As labradore has been putting it in a series of posts, the provincial public service in the first half of 2010 comprises 53,780 people working directly for the provincial government, the university and public colleges, health care authorities and public school boards.
That works out to 26.2% of the working people of the province. That’s double the comparable percentage for all 10 provinces.
And here’s the truly unsettling bit:
In the thirty years in which Statistics Canada has measured public sector employment, the percentage of employed people in Newfoundland and Labrador labour force who are employed in the provincial public sector has never been this high.
Those 53,780 comprise 21% of the entire labour force and, once again, that’s the highest this percentage has been in the three decades that Statistics Canada has been measuring public sector employment.

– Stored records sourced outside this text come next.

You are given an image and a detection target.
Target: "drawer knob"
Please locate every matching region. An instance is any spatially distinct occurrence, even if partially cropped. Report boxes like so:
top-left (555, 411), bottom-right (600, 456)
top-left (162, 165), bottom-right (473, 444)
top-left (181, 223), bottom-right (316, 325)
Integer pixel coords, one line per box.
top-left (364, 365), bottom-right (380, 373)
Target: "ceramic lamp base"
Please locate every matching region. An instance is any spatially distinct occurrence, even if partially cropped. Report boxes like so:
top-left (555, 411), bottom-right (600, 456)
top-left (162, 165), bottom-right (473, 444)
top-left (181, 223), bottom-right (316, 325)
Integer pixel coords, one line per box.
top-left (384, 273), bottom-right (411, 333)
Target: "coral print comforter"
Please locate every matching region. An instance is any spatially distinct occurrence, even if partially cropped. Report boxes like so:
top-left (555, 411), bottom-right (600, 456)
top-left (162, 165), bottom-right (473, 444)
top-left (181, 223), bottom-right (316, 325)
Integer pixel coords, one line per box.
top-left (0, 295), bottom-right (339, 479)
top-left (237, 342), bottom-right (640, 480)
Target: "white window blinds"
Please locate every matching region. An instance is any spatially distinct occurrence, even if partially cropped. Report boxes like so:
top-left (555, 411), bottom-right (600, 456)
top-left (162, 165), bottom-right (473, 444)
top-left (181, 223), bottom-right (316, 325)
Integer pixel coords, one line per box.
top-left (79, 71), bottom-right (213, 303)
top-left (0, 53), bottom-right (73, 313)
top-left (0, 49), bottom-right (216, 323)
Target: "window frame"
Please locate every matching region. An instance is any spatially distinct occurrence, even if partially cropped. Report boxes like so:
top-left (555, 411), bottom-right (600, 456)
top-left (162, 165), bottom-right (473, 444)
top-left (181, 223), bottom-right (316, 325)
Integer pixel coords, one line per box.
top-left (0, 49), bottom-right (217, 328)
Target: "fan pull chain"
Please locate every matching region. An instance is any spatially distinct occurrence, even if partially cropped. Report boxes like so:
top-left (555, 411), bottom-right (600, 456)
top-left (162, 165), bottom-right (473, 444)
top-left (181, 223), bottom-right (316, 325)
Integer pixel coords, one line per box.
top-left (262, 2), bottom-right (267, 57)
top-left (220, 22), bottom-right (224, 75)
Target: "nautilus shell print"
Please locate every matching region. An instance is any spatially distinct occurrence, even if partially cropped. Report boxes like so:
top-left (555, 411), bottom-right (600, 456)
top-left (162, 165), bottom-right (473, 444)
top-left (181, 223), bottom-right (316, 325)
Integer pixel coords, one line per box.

And they make up about 10% of the entire population of the province.
That’s a pretty sharp contrast to the talk in 2004. As CBC reported, Danny Williams’ first budget forecast a cut of 4,000 public service positions. By 2005, that planned cut disappeared. The planned cuts have evidently been replaced with a pretty hefty hiring plan.
Now if the private sector had grown at a similar or greater pace, there wouldn’t be so cause for concern. As the job numbers show, though, the proportion of the labour force employed in the public sector has grown to an amazing level. in some regions of the province – like, say, Grand Falls-Windsor - the provincial public service is the major employer.